National 28.11.2018

Mit dem heimischen Publikum im Rücken zur EM-Endrunde

[Foto/Archiv: BadmintonPhoto]
Von Claudia Pauli
Anders als in den vergangenen Jahren ist bei der Mixed-Team-Europameisterschaft 2019 einzig dem Titelverteidiger - in dem Fall Dänemark - ein Startplatz garantiert. Die übrigen Nationen hingegen sind gefordert, das Ticket für die nächste EM-Runde (13. bis 17. Februar in Frederiksberg/Dänemark) im Rahmen von Qualifikationsturnieren, die Anfang Dezember in verschiedenen Ländern ausgetragen werden, zu lösen.
Insgesamt werden sieben dieser Turniere durchgeführt, bei denen sich jeweils einzig die siegreiche Mannschaft für die Mixed-Team-EM qualifiziert: Das Teilnehmerfeld der alle zwei Jahre stattfindende Endrunde wurde von bislang zwölf auf nun acht Mannschaften reduziert.

Die Auswahl des Deutschen Badminton-Verbandes (DBV) hat in Bezug auf das entsprechende Qualifikationsturnier Heimvorteil: Vom 7. bis zum 9. Dezember ist die Emmy-Noether-Sporthalle in Erlangen Austragungsort des besonderen Wettbewerbs. Gespielt wird dabei nach dem Modus jeder gegen jeden, wobei jede Begegnung aus einem Herreneinzel, einem Dameneinzel, einem Herrendoppel, einem Damendoppel und einem Mixed besteht. Insgesamt gehen vier Mannschaften an den Start.

Der amtierende EM-Dritte Deutschland muss sich im Rennen um das Ticket für die Mixed-Team-EM 2019 mit Slowenien (Freitag, 7. Dezember, 18.00 Uhr), Österreich (Samstag, 8. Dezember, 18.00 Uhr) und Schweden (Sonntag, 9. Dezember, 15.00 Uhr) auseinandersetzen. Das Ziel aller Beteiligten des DBV besteht ohne Frage darin, das Turnier auf - dem zur Qualifikation erforderlichen - Tabellenplatz eins abzuschließen.

"Ich bin mit der Auslosung sehr zufrieden.

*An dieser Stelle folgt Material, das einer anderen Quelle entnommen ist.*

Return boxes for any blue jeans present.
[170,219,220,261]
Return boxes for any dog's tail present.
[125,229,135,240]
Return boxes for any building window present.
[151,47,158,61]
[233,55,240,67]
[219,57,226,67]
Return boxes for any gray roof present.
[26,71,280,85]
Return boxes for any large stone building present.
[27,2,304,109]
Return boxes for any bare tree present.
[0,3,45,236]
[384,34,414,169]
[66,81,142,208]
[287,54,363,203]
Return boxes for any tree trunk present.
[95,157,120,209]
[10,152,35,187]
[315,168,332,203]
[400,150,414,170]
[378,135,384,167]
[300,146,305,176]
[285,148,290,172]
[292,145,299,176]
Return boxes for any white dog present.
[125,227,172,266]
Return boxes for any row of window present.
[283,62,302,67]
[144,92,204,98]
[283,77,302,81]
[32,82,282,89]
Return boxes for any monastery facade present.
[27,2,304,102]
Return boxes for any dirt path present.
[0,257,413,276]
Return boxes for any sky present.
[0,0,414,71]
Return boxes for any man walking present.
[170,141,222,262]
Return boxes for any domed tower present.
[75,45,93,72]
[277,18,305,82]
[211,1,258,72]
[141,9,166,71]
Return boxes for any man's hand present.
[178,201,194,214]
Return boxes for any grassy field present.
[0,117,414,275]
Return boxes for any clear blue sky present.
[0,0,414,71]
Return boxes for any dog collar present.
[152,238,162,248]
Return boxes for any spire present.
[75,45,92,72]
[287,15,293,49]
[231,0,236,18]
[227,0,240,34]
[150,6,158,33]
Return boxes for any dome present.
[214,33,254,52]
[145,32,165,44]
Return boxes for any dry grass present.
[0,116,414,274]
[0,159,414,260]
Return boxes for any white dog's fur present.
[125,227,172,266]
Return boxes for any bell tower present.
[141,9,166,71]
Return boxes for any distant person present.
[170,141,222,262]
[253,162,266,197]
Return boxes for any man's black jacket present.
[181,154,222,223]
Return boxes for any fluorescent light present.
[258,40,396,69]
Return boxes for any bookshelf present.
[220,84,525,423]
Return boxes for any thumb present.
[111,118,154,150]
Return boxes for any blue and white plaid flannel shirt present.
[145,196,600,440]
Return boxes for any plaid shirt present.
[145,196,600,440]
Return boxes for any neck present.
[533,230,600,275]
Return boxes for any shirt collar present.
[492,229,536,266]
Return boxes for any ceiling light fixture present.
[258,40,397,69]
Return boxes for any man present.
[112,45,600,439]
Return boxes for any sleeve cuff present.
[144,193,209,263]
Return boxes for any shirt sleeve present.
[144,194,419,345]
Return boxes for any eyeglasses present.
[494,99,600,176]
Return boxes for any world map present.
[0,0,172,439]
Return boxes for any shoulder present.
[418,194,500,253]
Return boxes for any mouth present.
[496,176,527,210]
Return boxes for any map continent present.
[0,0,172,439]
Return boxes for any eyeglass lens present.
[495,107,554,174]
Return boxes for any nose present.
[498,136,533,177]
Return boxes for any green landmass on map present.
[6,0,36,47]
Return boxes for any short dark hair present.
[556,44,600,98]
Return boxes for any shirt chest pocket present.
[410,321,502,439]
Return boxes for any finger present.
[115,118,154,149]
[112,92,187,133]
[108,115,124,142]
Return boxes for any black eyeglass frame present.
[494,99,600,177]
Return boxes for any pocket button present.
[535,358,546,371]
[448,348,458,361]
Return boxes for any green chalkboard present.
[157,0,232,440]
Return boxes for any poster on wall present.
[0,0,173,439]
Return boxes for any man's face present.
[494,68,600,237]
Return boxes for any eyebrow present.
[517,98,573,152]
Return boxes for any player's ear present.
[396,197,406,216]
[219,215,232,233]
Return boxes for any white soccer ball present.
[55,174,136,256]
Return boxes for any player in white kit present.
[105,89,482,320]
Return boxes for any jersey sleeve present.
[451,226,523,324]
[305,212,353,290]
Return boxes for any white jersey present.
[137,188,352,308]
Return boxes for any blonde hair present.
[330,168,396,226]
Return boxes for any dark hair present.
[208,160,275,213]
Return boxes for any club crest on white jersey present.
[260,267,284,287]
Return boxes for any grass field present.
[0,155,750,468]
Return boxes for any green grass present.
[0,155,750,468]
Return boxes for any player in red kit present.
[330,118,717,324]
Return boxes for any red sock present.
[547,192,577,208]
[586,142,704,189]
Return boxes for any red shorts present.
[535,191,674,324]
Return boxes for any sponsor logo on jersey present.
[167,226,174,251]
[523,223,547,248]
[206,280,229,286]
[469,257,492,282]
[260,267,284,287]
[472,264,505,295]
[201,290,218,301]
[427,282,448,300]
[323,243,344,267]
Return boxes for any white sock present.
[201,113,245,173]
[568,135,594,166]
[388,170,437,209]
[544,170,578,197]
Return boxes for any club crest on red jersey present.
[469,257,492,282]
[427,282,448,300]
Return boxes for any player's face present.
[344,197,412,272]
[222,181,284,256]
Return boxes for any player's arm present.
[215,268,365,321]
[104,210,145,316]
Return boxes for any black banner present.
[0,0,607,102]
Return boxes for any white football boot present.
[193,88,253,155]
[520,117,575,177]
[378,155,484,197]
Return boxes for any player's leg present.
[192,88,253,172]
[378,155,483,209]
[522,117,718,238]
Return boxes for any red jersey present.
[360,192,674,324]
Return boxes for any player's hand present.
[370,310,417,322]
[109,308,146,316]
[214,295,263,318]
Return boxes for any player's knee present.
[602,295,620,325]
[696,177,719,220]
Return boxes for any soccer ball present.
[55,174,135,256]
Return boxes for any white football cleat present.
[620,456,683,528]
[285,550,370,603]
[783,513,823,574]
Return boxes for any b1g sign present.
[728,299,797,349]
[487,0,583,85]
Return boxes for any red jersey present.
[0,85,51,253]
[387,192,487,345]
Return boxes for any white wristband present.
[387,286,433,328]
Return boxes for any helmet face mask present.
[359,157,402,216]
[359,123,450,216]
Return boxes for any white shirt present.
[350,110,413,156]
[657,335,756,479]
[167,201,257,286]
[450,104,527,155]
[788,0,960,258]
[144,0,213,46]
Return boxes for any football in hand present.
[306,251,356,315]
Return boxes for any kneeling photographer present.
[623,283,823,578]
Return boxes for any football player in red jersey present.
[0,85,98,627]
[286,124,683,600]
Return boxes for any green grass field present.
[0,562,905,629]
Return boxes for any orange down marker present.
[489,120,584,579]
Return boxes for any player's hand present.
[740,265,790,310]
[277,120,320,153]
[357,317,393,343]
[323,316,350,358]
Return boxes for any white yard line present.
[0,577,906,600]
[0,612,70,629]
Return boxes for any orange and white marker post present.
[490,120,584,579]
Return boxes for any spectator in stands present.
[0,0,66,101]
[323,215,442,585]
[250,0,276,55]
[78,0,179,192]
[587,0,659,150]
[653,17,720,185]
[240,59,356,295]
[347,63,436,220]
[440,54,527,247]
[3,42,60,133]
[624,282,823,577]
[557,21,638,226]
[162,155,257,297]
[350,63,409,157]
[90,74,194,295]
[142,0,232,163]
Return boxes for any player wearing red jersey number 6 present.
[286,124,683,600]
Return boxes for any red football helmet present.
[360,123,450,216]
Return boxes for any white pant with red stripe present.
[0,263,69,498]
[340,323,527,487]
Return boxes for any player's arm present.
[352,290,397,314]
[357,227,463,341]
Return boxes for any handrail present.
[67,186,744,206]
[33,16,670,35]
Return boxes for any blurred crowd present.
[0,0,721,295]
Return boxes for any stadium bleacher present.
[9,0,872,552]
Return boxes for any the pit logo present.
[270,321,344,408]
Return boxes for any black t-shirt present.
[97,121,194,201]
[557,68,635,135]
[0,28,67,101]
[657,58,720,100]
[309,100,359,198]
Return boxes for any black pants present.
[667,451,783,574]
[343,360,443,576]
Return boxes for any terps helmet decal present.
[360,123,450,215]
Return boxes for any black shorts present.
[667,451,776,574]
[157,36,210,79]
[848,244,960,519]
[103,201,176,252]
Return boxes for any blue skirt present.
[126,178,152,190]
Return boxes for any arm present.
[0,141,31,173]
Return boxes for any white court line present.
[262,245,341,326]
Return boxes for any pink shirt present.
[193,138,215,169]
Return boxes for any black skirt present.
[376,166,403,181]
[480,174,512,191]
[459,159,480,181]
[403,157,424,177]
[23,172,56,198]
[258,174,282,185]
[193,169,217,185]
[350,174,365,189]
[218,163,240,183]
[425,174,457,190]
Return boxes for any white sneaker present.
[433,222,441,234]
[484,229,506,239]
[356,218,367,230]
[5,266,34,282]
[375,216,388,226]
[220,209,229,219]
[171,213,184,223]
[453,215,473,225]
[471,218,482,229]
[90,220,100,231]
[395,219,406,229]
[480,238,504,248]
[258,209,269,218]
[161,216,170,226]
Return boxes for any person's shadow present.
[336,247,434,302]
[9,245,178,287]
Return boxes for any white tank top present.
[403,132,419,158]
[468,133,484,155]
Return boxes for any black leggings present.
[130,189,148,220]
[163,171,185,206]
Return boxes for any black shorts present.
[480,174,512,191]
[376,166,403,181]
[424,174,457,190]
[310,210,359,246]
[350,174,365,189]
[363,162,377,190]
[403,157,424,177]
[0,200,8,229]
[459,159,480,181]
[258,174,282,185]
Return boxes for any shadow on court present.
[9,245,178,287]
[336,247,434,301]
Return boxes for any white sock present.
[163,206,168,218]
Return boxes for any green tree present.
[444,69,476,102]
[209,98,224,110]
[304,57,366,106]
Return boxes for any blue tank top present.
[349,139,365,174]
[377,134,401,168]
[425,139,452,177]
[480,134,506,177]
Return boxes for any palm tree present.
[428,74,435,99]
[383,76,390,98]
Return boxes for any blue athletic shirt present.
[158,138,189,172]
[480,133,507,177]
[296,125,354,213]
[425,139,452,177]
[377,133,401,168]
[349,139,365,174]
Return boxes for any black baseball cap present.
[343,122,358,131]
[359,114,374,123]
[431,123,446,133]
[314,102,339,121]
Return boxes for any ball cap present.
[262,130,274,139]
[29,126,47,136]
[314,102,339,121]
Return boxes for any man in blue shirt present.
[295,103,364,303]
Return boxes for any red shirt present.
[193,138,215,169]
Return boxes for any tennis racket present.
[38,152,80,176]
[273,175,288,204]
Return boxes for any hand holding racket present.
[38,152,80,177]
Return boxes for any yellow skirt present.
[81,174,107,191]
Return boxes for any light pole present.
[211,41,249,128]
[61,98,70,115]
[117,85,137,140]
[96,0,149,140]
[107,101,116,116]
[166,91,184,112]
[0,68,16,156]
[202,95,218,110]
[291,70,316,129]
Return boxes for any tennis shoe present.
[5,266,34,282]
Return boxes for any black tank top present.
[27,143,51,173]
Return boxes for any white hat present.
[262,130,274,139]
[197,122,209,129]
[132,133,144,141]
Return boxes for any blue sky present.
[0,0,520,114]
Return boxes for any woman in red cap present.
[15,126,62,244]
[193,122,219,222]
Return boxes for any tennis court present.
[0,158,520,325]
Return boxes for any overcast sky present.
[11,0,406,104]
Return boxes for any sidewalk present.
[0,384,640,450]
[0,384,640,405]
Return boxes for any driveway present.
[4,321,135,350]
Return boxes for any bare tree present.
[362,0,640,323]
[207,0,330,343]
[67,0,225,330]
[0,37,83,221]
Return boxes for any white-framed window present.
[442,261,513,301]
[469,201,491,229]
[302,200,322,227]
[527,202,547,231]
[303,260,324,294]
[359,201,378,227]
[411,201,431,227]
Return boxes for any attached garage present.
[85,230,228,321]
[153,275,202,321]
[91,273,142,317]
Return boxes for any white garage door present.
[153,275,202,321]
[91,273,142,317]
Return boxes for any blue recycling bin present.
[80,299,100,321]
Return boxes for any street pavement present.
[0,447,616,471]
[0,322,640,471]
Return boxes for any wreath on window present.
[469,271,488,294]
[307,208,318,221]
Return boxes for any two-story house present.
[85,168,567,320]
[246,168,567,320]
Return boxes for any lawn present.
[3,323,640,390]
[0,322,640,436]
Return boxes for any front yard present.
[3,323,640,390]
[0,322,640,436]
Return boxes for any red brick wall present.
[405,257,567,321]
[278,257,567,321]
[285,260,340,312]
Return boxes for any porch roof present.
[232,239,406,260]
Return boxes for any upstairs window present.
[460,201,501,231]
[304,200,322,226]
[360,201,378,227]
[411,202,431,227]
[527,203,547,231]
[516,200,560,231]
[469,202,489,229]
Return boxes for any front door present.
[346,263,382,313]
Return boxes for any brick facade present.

Sie ist sportlich reizvoll und obwohl wir Favorit sind, müssen wir hochkonzentriert zu Werke gehen. Mit Schweden haben wir m. E. das beste nicht gesetzte Team in der Gruppe. Und Österreich, mit Oliver Pongratz, dem siebenmaligen Deutschen Meister im Herreneinzel, als Trainer, wird auch alles versuchen, um uns ‚ein Bein zu stellen‘", meint DBV-Chef-Bundestrainer Detlef Poste.

Während die Schweden insbesondere in den Doppeldisziplinen stark einzuschätzen sind, müssen Österreich und Slowenien eher in den Einzeldisziplinen beachtet werden. Der DBV hat insgesamt 18 Athletinnen und Athleten - und damit einen großen Kader - für das Qualifikationsturnier vorgesehen. "Wir wollen möglichst viele Spielerinnen und Spieler einsetzen, um die Belastungen für den Einzelnen möglichst gering zu halten", erläutert DBV-Sportdirektor Martin Kranitz.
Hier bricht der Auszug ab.